Existen distintos modelos de estimación energética porque no todos los pacientes se encuentran en el mismo contexto fisiológico. El RER (70 × kg^0.75) representa el requerimiento basal en reposo y funciona como punto de partida en hospitalización y pacientes críticos. A partir de ahí, se aplican factores de corrección que ajustan el gasto energético según condición clínica, nivel de estrés metabólico o estado reproductivo.
Las ecuaciones directas como 132 × kg^0.75 en perros o 100 × kg^0.67 en gatos estiman mantenimiento en animales sanos con condición corporal ideal. No sustituyen el cálculo clínico cuando existe enfermedad.

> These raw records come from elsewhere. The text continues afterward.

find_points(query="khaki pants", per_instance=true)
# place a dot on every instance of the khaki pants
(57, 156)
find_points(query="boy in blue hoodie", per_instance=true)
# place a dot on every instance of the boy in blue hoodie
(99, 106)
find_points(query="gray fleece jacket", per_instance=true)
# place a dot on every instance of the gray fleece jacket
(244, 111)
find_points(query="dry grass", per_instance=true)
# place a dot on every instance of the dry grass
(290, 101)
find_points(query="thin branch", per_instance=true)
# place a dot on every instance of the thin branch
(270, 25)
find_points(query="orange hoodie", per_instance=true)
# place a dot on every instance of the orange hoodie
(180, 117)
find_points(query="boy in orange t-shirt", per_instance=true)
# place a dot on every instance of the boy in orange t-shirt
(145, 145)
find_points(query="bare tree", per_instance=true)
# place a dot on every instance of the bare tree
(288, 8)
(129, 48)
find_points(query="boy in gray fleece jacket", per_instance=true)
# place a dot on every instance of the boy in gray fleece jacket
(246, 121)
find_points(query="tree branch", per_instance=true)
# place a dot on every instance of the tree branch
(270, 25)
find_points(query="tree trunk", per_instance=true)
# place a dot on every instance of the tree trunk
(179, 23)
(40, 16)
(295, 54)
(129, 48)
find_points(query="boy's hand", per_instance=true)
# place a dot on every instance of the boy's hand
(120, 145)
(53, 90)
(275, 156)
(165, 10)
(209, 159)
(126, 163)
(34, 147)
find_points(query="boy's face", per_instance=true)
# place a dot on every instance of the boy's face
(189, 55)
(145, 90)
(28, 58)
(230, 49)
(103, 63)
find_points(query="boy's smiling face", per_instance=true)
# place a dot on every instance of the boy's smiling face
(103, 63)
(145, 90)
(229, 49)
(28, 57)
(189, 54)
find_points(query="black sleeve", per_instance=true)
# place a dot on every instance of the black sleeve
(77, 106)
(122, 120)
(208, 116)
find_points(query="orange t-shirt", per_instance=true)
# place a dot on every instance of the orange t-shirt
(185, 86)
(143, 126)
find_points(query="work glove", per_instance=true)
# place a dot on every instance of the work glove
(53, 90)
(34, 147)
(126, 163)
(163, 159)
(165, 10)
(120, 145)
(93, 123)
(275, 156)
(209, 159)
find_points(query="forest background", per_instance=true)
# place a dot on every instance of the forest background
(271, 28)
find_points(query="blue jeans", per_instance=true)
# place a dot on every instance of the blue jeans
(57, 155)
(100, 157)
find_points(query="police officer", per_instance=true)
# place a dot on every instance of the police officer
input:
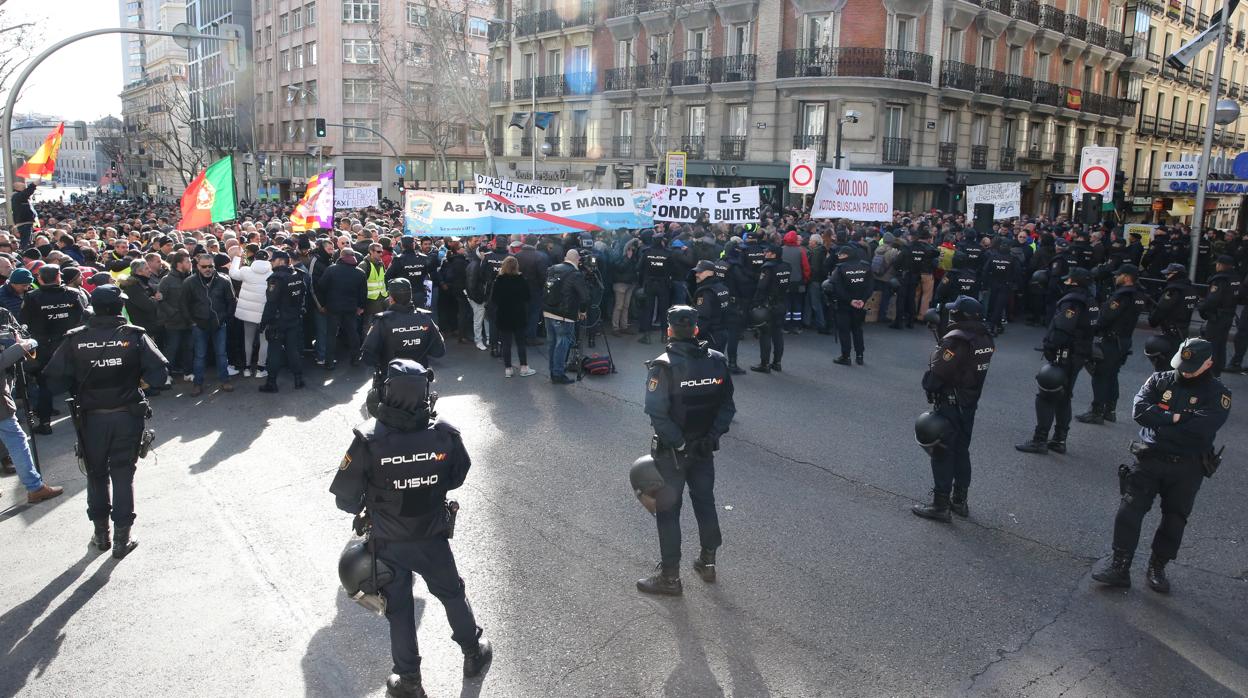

El error común es alimentar “a ojo”.
Dar alimento sin calcular puede generar:
Sobrealimentación en pacientes críticos
Hiperglucemia e intolerancia metabólica
Retardo en recuperación
Pérdida de masa magra
O fracaso en programas de reducción de peso
En pacientes obesos, el cálculo se vuelve aún más relevante. El tejido adiposo es metabólicamente menos activo, por lo que utilizar el peso actual puede sobreestimar requerimientos reales. Esto perpetúa la obesidad y complica anestesia, hospitalización y recuperación.
En gatos, el riesgo es mayor.
Un felino obeso que deja de comer durante 48–72 horas puede iniciar movilización masiva de lípidos hacia el hígado, desarrollando lipidosis hepática. Esta no es solo una complicación nutricional; es una enfermedad potencialmente fatal.
Por eso, en gatos hospitalizados y especialmente en obesos, la introducción calórica debe ser progresiva y calculada. No se trata solo de cubrir energía, sino de proteger la fisiología hepática y metabólica.
La nutrición no es simplemente “dar de comer”.
Es terapia metabólica.
Calcular correctamente es parte del criterio clínico.